IP acts as a liquidator/ bankruptcy trustee and will take over the control of the company’s operations, debtor’s assets and will collect financial information about the debtor from information utilities. The powers of the board of directors will be suspended and vested in the IP who will run the company as a going concern under the broad directions of a committee of creditors.

This is a complete divergence from the existing ‘Debtor in possession’ to a ‘Creditor in control’ regime. This is similar to the UK insolvency laws, but distinct from the Chapter 11 of the US bankruptcy code which follows ‘Debtor in possession’ approach.

In the case of Kingfisher, even after a restructuring was carried in 2010, Vijay Mallya allegedly continued withdrawing huge salaries when its employees were left unpaid in 2012. Once, the creditor is made in charge of the management; it will be ensured that the company operates in the interest of all the stakeholders.

Better value to creditors

The banks started identifying Kingfisher and Vijay Mallya a ‘wilful defaulter’ in May 2014. Since then over 500 hearings with top Kingfisher company officials on loan recovery have been conducted by bank officials but in vain. The delay in declaring Kingfisher an NPA further made recovery of money difficult as most of the value of assets had already eroded.

The new code envisages completing the insolvency process in 180 days, which may be extended by maximum 90 days, if a majority of the creditors agree. The strict time bound manner of disposal of the case will help in maximization of value of assets of such persons. The lack of integrated institutional system and legal complexity in resolving the issues does not aid in an effective and timely restructuring of assets. The new code will revitalize the distressed credit system by redeploying the capital speedily which will promote entrepreneurship and economic growth.

Cross-border

The new code empowers the IPs to take control and sell the assets of a debtor located in foreign countries. The code provides a mechanism under which the government of India may enter into bilateral agreements with other countries for the purpose of enforcing the provisions of the Code.

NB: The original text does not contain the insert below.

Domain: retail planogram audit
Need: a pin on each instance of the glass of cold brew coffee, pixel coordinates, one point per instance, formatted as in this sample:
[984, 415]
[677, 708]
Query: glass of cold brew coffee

However, there are apprehensions to the success of the same as such agreements will require individual negotiations with each country which will surely not be hassle free. Moreover, experts do suggest that in order to achieve complete ease at solving cross-border insolvency cases, India should opt for the UNCITRAL Model Law on Cross-border Insolvency (Model Law) which was adopted by the United Nations on December 15, 1997. The model law facilitates recognition of foreign insolvency proceedings and further suspension of any transfer of the assets of debtors and enables h anding over of the assets of debtors to the relevant foreign authorities.

None the less, the new code might not be able to solve the issues pertaining to cross-border insolvency completely but will definitely improve the current situation. In the case of Kingfisher, this might aid in getting hold of the assets of directors in foreign countries in case they are held personally liable for the anecdote transactions. However, charges of money laundering may be separately enforced for siphoning off money given as credit by banks to the company.

Single adjudicating authority – no overlap of powers

Presently, India has multiple adjudicating authorities such as the high courts, the Company Law Board, the Board for Industrial and Financial Reconstruction and the Debt Recovery Tribunals (“DRTs”) to deal with bankruptcy and insolvency of companies and individuals. They have overlapping jurisdiction resulting in procedural delays and time consuming processes.

Under the new, NCLT will be the adjudicating authority for corporate sector and DRT for individuals and other persons.

Clear cut bifurcation of powers will simplify and speed up the insolvency and liquidation process in India.

Also read: Reforms needed to check generation of black money

Mallya borrowed Rs 6000 crore which totals up to Rs 9000 crore with interest. He offered to settle the Kingfisher loan for Rs 4000 crore one time settlement, but unfortunately, as the case is being investigated by multiple authorities including CBI and IB, multiple stakeholders need to be bought on the same page to take the settlement forward which is surely a cumbersome process.